In terms of his own family, Thomas married a wealthy widow of one of his fellow vintners about 1413, seemingly soon after his father’s death. Margaret was also an heiress being the daughter and niece to two important goldsmiths, Henry Bamme and Adam Bamme. Moreover, Thomas seemingly remained on very good terms with his wife’s family, Adam’s son was one of his executors, who was heir to the manor of Grange, a Thames port and member of the Cinque Ports. Thomas and Margaret had two children, a daughter and a son.
The Beaufort patronage was of considerable benefit to Thomas, for he supplied wine to Henry Beaufort and exported his wool, as well as providing financial and administrative services. In addition, this association with the great bishop of Winchester was also on a personal level because amongst Thomas’ possessions was a ‘great Bible … that my Lord Cardinal gave me’. Moreover, as Janet said, it is worth remembering the Cardinal’s links to Christ Church Priory for in return for providing the monks with the manor of Bekesbourne, the Cardinal had a lavish residence built in Canterbury Cathedral precincts, albeit he barely lived long enough to really enjoy the innovative comforts of Meister Omers. Thomas, therefore, was not only extremely wealthy and in high standing with the Lancastrian royal dynasty but was in a position to act as a host and do business with two of the great Italian merchant families who were operating in London in the 1440s.
Janet next discussed his relationship with St Katharine’s-by-the Tower and the adjacent St Katharine’s hospital where he seems to have worshiped and was where his wife was buried. In this later stage of his life he may have been a corrodian at the hospital having received the lease of a property there, and when he died he wanted to be buried next to Margaret in the chancel of St Katharine’s. Janet also noted that we know a little bit about this property because he mentioned that it had a garden in his will, and much of the household stuff was to go to his son.

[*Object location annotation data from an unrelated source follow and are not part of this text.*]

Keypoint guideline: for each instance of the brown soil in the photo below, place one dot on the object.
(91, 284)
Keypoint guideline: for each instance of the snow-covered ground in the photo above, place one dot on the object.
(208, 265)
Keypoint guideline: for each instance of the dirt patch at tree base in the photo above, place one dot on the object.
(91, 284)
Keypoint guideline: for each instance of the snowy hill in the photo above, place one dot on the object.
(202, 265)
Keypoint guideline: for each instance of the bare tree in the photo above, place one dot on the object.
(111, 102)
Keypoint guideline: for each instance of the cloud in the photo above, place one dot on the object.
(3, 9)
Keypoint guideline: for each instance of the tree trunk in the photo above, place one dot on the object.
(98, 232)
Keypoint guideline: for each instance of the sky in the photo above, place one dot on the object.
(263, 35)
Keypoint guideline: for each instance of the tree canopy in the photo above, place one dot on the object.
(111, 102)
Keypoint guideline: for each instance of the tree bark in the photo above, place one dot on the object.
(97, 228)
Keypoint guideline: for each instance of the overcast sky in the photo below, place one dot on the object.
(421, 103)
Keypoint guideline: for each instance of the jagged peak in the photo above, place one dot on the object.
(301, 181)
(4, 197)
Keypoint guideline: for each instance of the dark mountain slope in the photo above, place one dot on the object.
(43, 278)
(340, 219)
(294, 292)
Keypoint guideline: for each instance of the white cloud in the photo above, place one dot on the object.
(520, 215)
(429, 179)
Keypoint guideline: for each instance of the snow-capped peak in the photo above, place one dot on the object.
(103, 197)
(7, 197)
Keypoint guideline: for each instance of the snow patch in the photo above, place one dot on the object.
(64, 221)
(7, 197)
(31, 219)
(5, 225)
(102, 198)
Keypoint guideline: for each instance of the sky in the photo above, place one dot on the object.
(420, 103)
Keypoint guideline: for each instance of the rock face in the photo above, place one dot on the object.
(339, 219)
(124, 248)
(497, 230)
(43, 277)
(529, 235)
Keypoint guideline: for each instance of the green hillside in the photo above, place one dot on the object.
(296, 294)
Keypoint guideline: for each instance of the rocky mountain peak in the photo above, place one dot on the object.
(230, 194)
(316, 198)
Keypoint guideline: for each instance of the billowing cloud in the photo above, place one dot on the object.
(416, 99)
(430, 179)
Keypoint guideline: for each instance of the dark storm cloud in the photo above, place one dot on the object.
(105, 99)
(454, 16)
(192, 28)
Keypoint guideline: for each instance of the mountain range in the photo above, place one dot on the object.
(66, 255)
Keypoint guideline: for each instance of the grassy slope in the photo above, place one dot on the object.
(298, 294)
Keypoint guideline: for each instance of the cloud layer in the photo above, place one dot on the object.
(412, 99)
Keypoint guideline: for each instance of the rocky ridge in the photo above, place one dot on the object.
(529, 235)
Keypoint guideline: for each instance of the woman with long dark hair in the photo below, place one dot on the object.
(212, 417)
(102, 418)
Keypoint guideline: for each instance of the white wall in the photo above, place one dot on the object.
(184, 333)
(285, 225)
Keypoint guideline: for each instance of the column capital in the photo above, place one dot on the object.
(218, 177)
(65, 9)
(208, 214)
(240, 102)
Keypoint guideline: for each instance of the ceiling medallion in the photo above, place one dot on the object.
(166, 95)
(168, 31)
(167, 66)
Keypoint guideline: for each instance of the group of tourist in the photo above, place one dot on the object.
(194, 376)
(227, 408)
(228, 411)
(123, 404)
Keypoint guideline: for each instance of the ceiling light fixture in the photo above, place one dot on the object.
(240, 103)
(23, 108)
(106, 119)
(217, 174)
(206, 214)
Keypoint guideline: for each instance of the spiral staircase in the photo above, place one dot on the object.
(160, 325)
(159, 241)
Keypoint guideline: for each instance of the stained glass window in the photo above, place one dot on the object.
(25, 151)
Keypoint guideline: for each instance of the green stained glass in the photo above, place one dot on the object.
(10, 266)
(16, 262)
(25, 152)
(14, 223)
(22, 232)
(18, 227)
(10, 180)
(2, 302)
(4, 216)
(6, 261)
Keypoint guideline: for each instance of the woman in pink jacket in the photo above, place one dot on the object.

Like other London merchants, he acquired property outside of London, in this case Scadbury manor in Kent having paid 100 marks in 1424. It is this that first drew Janet’s interest and archaeological work there has revealed and continues to reveal some tantalising glimpses concerning what the manor house may have been like in Thomas’ time. Furthermore, Scadbury may originally have been a 13th-century moated manor house with outbuildings and fishponds. Thinking about this further, Janet offered some thoughts about what it might have been like in Thomas’ time, such as possibly a flint-built stone ground floor with timber framing above. Also are we looking at an open hall, not as grand as Penshurst, but still with an open hearth in the centre? This might be expected except that recently there have been tantalising new finds which the experts believe are pieces from a fireplace dated to c. 1430. Other finds include floor tiles with green glaze and while slip, as well as quantities of roof tile, and some pieces from household objects. By bringing together Thomas’ three wills and especially the third with its detailing of his possessions, these archaeological finds and a few surviving pieces, Janet and her group have some idea about what Scadbury would have been like before the house was rebuilt in brick by Thomas’ son or grandson.
Bringing her excellent presentation to a conclusion, Janet considered the next generation in the form of Thomas’ son Thomas and Thomas Ballard, his contemporary and the son of Gregory. For Thomas Ballard and his wife Philippa give a great mazer with cover to All Souls College in Oxford in 1437. This piece still survives being these days in the Ashmolean Museum.